President Trump attends a December 2017 event at the White House to highlight deregulatory efforts.

President Trump attends a December 2017 event at the White House to highlight deregulatory efforts. Evan Vucci / AP

The White House’s Deregulatory Push, By the Numbers

New reports quantify the administration’s efforts to cut red tape.

The rollback of health and safety regulations celebrated as an economic boon by the White House has just been quantified.

The Trump administration in just over a year has withdrawn or paused more than 1,500 ongoing rulemakings, according to a report released on Tuesday by the liberal-leaning Public Citizen.

“That vastly exceeds the number under President Barack Obama at a similar point in his administration and roughly parallels the number under President George W. Bush,” wrote Michael Tanglis and staff in the paper titled “Deregulatory Frenzy.” The paper analyzed 20 years of data from the unified agenda published by the Office of Management and Budget.

“President Donald Trump has withdrawn substantially more rulemakings deemed ‘significant’ (279) than either of his most recent predecessors at this stage of their administrations,” the report said. Rulemakings are categorized as “significant” if they are projected to have an economic impact of more than $100 million or if they meet certain criteria, such as raising novel policy issues or affecting multiple agencies.

The agencies that have withdrawn the most rules deemed significant are the departments of Health and Human Services, Agriculture, Justice and Labor.

“Trump is cutting the safety net out from under the very people he promised to protect,” said Tanglis, senior researcher for Public Citizen’s Congress Watch division. Examples include “one that would have addressed the hazards that led to the 2010 Upper Big Branch mine disaster, which killed 29 people. Others would have protected workers from vehicles backing up, which are one of the top causes of workplace fatalities, prevented explosions from combustible dust and reduced emissions of the potent greenhouse gas methane.”

The Public Citizen paper followed on the heels of a broader narrative and compendium of the Trump rollback agenda written by Tanglis’s colleague David Rosen for the 160 nonprofits in the Coalition for Sensible Safeguards. Titled “The War on Regulation,” the coalition’s report characterized Neomi Rao, Trump’s administrator of the White House Office of Information and Regulatory Policy, as a “fox in charge of the hen house.”

Before her nomination, Rao’s research as a law professor at George Mason University “reflected a strong antipathy toward regulatory safeguards,” the report said.

 “Our nation’s system of public protections is under attack as never before,” it continued. “This war on regulation—backed by private industry—carried out by the Trump administration, conservatives in Congress and private industry—is premised on a great deal of misinformation and misleading claims.”  Trump and his appointees “would personally reap financial rewards from deregulation and antiregulatory policies,” Rosen wrote, the president having “surrounded himself with corporate Cabinet officials as well as ideological extremists who are hostile to government regulation of any kind.”

In surveying the deregulatory agenda in areas such as the environment, labor and finance, the paper argued that in contrast to Trump’s rhetoric, regulation is “broadly popular,” democratic in process and protects not only individuals but businesses by giving them certainty.

A similar message was delivered by Sen.
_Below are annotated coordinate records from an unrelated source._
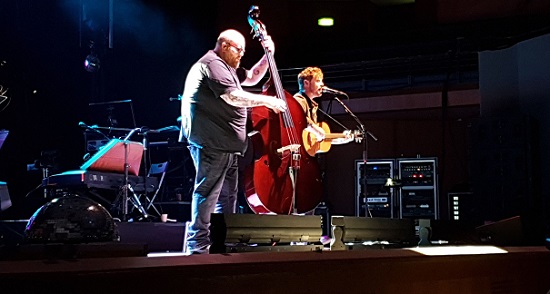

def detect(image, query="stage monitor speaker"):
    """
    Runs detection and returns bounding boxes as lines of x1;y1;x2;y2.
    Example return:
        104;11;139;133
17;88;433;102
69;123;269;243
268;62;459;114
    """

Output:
80;139;143;176
476;216;544;246
331;216;415;250
210;213;322;253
Elizabeth Warren, D-Mass., on Tuesday to advocates gathered at Georgetown University Law Center. “The Trump Administration and an army of lobbyists are determined to rig the game in their favor, to boost their own profits—the cost to consumers be damned,” Warren said. “In agency after agency, across the federal government, powerful corporations and their Republican allies are working overtime to roll back basic rules that protect the rest of us. “

The reason, she said, is “corruption. Giant corporations and wealthy individuals are working in the shadows to make sure that government works for them, not for the people. To hide what they are doing, big corporations and Republicans here in Washington often claim that government regulations are bad for our economy,” restrict freedom and make it harder for businesses to succeed. “That’s a big, greasy baloney sandwich that has been left out in the sun too long and has started to stink,” she said.
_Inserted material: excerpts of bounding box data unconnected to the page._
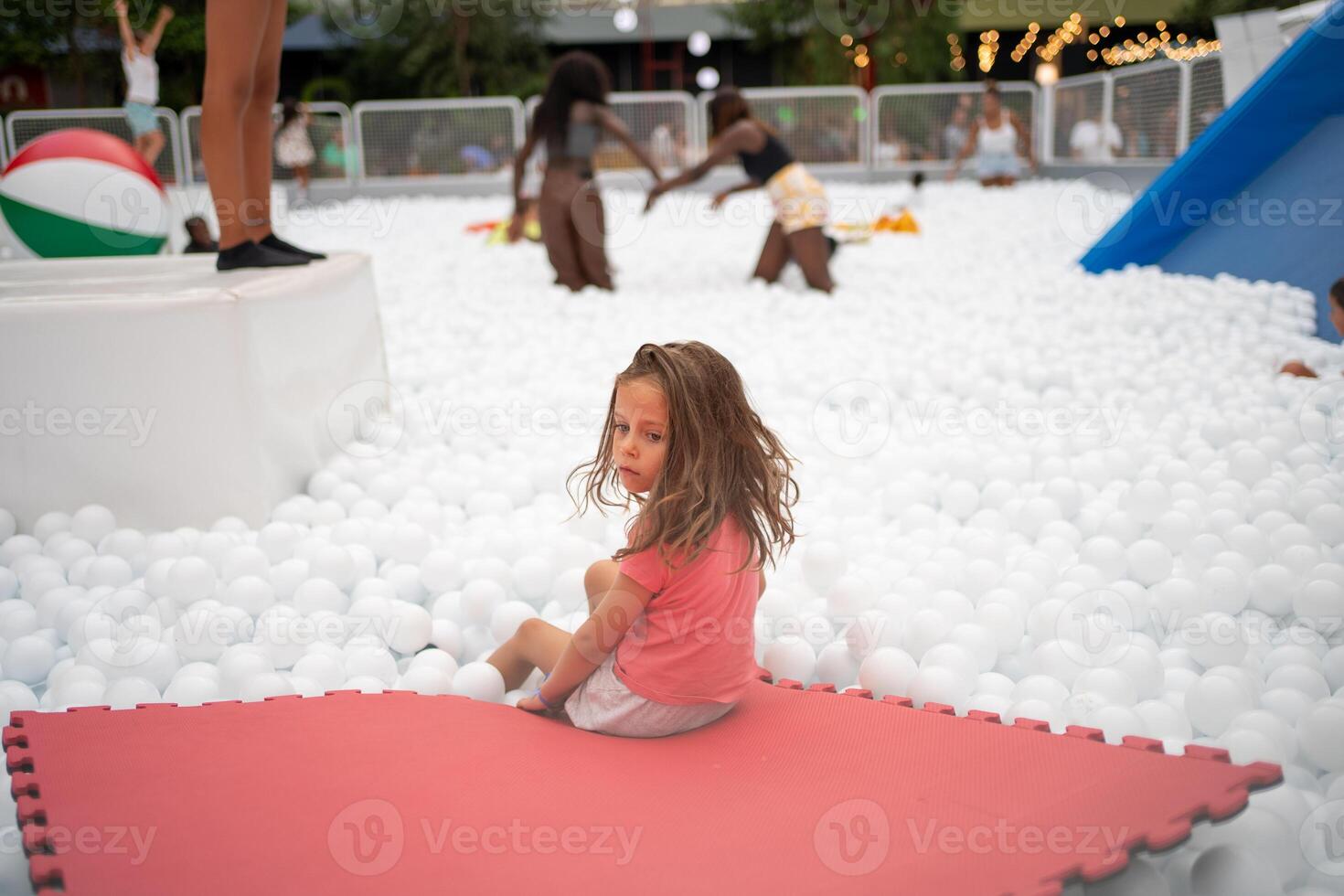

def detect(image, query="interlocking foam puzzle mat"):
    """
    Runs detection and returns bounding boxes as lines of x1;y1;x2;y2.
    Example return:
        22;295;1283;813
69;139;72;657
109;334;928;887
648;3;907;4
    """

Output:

Proper regulations protect consumer rights to information, health and safety, and also “level the playing field for everyone competing for our business,” Warren added, citing Environmental Protection Agency figures showing the now-threatened Clean Air Act saves 160,000 lives a year. “Competition shouldn’t be about who can hide the nastiest (and most profitable) trick somewhere in the fine print; it should be about who offers the choices that customers like best.”

Warren said she will introduce legislation in the next few weeks to challenge campaign contributions corporate lobbyists make to steer agency regulations.
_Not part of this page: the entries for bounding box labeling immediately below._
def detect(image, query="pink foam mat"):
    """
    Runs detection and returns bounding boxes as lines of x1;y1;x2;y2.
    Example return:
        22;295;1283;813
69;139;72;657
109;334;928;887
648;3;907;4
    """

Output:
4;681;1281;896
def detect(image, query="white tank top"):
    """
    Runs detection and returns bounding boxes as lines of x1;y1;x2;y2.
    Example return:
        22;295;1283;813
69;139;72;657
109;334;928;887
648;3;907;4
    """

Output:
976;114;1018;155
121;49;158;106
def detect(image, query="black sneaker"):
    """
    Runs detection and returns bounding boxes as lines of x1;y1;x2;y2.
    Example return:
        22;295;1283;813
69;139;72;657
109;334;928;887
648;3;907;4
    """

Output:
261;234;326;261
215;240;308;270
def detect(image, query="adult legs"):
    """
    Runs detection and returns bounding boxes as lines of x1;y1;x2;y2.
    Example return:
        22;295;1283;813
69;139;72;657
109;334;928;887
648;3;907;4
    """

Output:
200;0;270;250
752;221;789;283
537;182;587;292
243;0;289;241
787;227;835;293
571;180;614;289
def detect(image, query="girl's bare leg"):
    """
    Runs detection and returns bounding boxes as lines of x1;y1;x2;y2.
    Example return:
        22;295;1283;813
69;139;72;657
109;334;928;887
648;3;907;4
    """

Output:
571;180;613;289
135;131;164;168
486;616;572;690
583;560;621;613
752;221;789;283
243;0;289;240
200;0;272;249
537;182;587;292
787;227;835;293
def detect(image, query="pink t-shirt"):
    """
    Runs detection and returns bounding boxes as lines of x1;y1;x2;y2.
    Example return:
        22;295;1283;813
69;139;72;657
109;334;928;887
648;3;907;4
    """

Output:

The EPA alone is working on as many as 66 repeals of key rules, said Elizabeth “Betsy” Southerland who last August resigned in protest from EPA’s Office of Science and Technology, speaking at a subsequent panel discussion. Those repeals are being executed with consultation only with industry representatives, not career scientists or engineers, Southerland said, “with no evidence that the existing rules have technical or procedural flaws.” Because of the long-term rule-making process, she said, the full impact of this roll-back won’t be clear until 2024.